According to the British Heart Foundation, the gut microbiota is linked to diseases such as heart attacks, high blood pressure, and diabetes. The magic happens in how healthy gut microbiome interventions can improve precursors to cardiovascular disease (CVD) such as; obesity, pre-diabetes, hypertension, and elevated LDL and TG markers (Wouk et al, 2021).
For example, the compound Beta glucans decrease the accumulation of lipids (fats) in the bloodstream. This means a higher level of bile is excreted through feces, which means less potential for plaque buildup in the blood vessels.
The gut microbiota can also have positive influences on insulin resistance, inflammation, and atherosclerosis.
Keep reading to discover a few dietary swaps that work double time for a happy belly, and a healthy heart.
Increase your fibre intake
More specifically, increase the quality of your carbohydrate intake. The RDA intake of fibre for adult men is 25g/ day, and for women it sits at 20g/ day. Fibre from whole grains, alternative grains, and less processed food sources that your gut bacteria can proliferate on pull double duty for your heart. Whole grain and complex carbohydrates supply your heart with functional nutrients like Vitamin D, Vitamin K, and zinc- all contributing to the anti- inflammatory function of the cardiovascular system.
Decrease your alcohol consumption
Did you participate in Dry January? I didn't either.
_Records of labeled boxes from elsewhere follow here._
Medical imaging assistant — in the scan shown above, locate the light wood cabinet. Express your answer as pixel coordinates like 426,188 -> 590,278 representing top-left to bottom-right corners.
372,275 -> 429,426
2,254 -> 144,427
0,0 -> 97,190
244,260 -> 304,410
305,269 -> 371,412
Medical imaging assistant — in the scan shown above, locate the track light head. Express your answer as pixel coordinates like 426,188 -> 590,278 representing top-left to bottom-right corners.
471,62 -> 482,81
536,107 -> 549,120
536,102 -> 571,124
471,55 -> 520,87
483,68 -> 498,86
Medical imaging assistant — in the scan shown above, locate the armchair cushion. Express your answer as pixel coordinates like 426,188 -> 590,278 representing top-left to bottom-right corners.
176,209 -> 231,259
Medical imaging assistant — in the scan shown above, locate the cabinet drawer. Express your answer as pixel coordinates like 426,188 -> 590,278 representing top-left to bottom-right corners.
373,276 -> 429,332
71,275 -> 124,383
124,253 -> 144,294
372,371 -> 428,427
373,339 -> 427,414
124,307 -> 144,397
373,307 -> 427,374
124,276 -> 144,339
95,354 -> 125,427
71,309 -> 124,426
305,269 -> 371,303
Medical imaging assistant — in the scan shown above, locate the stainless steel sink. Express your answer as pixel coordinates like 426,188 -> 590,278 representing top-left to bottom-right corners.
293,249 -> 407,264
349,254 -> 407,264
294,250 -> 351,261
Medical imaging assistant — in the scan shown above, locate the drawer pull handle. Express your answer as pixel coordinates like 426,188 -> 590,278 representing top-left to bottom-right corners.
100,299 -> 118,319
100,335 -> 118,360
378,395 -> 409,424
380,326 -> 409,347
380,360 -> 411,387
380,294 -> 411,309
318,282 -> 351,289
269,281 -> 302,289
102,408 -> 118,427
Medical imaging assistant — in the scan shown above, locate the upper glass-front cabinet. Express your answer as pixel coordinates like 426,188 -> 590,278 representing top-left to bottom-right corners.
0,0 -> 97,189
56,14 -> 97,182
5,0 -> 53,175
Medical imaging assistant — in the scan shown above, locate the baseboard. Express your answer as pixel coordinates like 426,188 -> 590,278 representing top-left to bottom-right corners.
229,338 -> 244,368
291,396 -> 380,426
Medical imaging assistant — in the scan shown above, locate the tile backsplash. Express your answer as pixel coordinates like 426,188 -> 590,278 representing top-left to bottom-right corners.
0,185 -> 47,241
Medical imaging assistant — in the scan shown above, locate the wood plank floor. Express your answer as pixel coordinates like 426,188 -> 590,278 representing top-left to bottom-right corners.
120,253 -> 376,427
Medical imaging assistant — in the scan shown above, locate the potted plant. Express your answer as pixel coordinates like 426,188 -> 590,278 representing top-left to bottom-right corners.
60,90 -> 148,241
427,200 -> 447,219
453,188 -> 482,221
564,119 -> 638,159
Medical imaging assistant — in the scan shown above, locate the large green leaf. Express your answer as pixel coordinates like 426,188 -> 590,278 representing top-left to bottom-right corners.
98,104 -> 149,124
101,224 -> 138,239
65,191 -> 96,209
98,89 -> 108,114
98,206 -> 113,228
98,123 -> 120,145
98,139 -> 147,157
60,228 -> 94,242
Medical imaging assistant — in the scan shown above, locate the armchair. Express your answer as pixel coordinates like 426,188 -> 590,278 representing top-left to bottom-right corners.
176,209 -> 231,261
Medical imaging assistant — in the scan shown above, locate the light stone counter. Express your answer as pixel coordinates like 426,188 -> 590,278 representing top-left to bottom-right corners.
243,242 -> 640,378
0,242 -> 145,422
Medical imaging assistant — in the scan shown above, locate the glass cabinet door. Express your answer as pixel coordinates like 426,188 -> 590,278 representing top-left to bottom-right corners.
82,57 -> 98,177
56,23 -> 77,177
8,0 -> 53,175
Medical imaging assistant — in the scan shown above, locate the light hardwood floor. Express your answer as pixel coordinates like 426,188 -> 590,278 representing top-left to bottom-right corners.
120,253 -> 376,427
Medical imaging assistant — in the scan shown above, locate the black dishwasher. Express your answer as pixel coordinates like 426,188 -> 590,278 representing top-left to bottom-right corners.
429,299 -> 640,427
However, I have noticed that cutting down on my alcohol consumption has contributed to better sleep, more energy for exercise in the earlier hours of the day, less brain fatigue, and a better mood. Alcohol, by nature as well as production, increases the sugar content of your blood. Thus, contributing to conditions such as insulin resistance and obesity...which are precursors of CVD.
Prioritize protein
You're probably tired of hearing they high-protein-hype on your social media BUT. There's a reason why the likes of doctors, specialists, and consultants are putting out more information on it on their social feeds too.
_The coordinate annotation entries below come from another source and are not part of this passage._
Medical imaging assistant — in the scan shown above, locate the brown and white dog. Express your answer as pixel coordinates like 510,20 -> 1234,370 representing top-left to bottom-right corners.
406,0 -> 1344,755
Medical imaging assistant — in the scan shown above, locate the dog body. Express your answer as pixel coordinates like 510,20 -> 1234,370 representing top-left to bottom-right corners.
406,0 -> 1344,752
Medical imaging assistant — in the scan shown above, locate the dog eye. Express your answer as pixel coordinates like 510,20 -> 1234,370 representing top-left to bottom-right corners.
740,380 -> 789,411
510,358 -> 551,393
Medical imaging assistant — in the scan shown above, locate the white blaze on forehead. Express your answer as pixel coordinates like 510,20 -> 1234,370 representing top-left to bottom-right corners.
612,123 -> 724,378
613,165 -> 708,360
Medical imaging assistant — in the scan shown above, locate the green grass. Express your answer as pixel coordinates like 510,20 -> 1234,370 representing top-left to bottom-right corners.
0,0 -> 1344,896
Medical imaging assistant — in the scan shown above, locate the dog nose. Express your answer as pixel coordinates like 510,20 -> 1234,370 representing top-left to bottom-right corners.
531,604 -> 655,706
Protein plays an integral role in the integrity of the cells in your body- this includes the cells in your gut, as well as the red blood cells that transport nutrients throughout the body. Stronger cells means an easier job.
Drink enough of your water
Your gut uses a lot of water in order to break down and absorb nutrients. Water also dilates your blood; when you're dehydrated, your heart has to pump harder in order to push blood throughout the body. This causes your blood pressure to rise, which isn't ideal for someone who is potentially pre-disposed to hypertension, or heart attacks.
In hindsight it seems pretty effective: the simple swaps that you make in your diet in order to enhance your gut health can mean good things for your heart too.
Focusing on fibre, quality carbohydrates, protein, and hydrating with more water than alcohol can mean that the immune components of your gut microbiome can continue to protect your heart health for years to come!